An old homestead was spread out in a tiny valley below them. The house was very large, four-square and unpretentious, the paint faded away to gray. Five double-hung windows marched across the upper floor, and below the overhang of a ramshackle porch, four more windows flanked a wide front door with a fanlight. Behind the house a steep-roofed barn stood forlorn and neglected, listing a little away from the relentless winds that blew off the hillside. A chicken coop and garden shed squatted in the lee of the barn, and what was unmistakably an outhouse occupied the corner of a ruined garden behind the house.
Stone fences ran their course through meadow grasses and disappeared into the trees on the far hillside. A small creek meandered through the front yard and crossed the road under a narrow humpbacked bridge. It had been a substantial property in its day, but time and the elements had taken their toll.
A Berkshire Realty sign was prominently displayed near the driveway. Emma’s heart began to pound like a drum inside her skull, and she hung back, reluctant to cross the gravel lane that fronted the property. This was McGillicuddy place. She knew it in the very marrow of her bones.

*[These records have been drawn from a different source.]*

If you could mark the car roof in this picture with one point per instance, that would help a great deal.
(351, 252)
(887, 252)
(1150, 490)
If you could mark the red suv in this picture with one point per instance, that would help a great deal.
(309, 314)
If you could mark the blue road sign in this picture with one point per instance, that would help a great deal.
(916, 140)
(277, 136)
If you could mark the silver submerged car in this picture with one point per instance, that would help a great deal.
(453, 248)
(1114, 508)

Blake led the way into the overgrown yard. “I was driving through the area one day last spring and came across this place. I thought it was going to be my escape from the rat race. Or more precisely, a return to my roots.”
“I thought you said you’re from Indiana.”
“You remembered that?”
She felt her cheeks grow hot and was glad the rise in color could be attributed to exercise and the cool wind that had freshened to a stiff breeze while they were in the woods. “I have a very good memory.”

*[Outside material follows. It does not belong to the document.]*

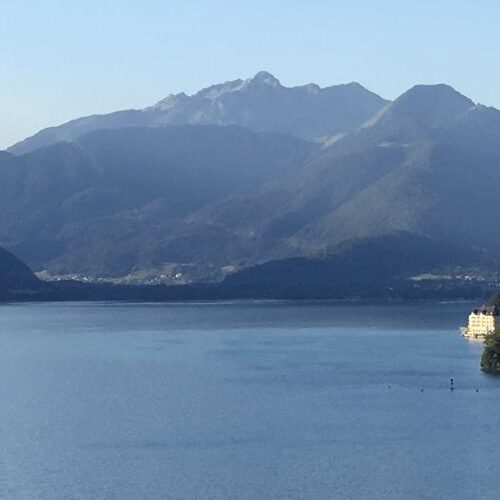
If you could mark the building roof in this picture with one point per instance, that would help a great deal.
(488, 310)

“I’ve made an offer to buy this place,” Blake said as he walked up the rickety steps to the front porch.
Emma followed him and tried to peer in through the wavy glass of one of the windows. “It’s too dark to see inside. I wish we had a key.”
“We don’t need one.” He put his shoulder to the door, gave it a mighty shove, and it swung back on rusty hinges. “I guess the agent figured putting a shiny new lock on this old place would just invite trouble. Anyway, there’s nothing left inside worth stealing.”
They stepped over the threshold. The house smelled of mildew and dust and age. A central hallway ran down the middle of the house, and small, high-ceilinged rooms opened from either side. A narrow stairway disappeared into the shadows above.
“The kitchen’s through here.” Blake led the way into a room that ran the length of the house. Dingy linoleum covered the floors and countertop, and the walls were stained with damp, but the cupboards were glass fronted and went all the way to the ceiling.